Le film m'a déçu sur des facteurs que je ne pensais même pas imaginables. Je ne concevais pas qu'un film puisse pareil puisse être réalisé sans qu'à aucun moment quelqu'un dise "wait... on tourne quoi là ?".
Et pourtant bon sang que le pitch me donnait envie : "Une jeune femme, dans le but de payer ses études, arrondie ses fins de mois en se soumettant à une forme de prostitution particulière : Le soir, elle ingurgite un sérum la plongeant dans un sommeil profond durant lequel de vieux bourgeois profitent à nouveau des désirs de la chair maintenant oubliés...".
Ce pitch laissait penser que le film aborderait des thématiques intéressantes sur l'évolution de la prostitution, le manque de désir/frisson sexuel chez les personnes âgées, la vie des étudiantes vivant des double-vies etc.................................................................................
Mais il n'y en a rien. Rien. Rien RIIIIEN !!! Le vide absolu.
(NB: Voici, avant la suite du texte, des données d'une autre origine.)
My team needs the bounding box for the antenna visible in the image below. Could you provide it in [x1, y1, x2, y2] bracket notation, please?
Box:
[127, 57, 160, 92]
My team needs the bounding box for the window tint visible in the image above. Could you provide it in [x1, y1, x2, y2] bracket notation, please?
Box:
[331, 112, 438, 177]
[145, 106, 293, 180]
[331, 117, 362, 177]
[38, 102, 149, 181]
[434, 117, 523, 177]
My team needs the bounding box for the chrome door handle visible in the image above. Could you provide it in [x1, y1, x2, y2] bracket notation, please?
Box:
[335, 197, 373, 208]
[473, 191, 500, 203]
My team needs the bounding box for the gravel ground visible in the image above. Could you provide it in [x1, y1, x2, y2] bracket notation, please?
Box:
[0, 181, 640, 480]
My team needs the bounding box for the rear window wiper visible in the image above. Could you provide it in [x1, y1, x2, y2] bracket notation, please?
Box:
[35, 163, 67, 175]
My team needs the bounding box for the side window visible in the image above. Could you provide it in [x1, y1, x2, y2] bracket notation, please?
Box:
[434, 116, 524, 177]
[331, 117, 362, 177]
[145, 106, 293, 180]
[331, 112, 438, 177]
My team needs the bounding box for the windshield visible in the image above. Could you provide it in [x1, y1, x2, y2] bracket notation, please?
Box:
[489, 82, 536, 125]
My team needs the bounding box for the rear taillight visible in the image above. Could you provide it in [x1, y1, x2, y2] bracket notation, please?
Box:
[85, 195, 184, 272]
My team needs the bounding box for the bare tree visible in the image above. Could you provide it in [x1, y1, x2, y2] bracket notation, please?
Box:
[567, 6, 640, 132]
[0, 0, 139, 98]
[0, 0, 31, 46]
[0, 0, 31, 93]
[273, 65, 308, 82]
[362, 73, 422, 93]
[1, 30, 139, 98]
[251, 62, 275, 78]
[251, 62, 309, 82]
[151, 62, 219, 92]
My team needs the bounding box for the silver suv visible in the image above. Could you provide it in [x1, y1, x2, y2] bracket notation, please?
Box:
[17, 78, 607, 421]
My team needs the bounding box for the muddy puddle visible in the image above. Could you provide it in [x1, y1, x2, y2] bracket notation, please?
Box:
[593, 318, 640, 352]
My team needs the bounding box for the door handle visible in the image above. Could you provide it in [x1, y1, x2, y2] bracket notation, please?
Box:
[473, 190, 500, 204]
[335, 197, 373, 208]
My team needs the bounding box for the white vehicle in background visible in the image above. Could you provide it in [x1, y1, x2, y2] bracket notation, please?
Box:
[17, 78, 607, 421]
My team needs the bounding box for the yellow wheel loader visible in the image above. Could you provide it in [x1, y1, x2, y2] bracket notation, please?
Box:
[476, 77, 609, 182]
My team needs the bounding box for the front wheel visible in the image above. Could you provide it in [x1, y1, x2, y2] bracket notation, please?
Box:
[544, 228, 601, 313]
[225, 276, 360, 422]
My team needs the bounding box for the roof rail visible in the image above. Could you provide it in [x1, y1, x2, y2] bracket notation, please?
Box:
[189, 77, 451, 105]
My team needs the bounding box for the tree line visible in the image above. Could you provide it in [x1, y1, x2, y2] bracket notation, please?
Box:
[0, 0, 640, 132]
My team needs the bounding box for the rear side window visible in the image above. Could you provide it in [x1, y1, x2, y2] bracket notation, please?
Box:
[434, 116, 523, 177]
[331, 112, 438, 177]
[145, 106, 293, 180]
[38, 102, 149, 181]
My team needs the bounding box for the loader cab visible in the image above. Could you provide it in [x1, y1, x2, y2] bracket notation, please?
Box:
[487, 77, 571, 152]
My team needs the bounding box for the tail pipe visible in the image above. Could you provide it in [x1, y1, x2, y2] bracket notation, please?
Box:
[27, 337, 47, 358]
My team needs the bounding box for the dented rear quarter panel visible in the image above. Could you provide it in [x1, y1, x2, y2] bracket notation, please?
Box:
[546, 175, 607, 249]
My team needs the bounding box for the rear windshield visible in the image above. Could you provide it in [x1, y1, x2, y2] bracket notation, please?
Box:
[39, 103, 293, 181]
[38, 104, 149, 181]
Le concept et le pitch du film sont servis par à la fois un scénario inexistant (il y a une différence entre rythme lent et absence de péripéties) et une mise en scène molle qui ne fait que décupler l'ennui lié à l'absence d'intrigue.
La dernière partie du film aurait pu/du constituer le début, ainsi il y aurait eu quelque chose à raconter après ce final qui aurait pu/du introduire toutes ces problématiiiiques tant espérées.
Le film est tellement fort qu'il parvient à rendre la belle Browning nue d'un inintéret consternant.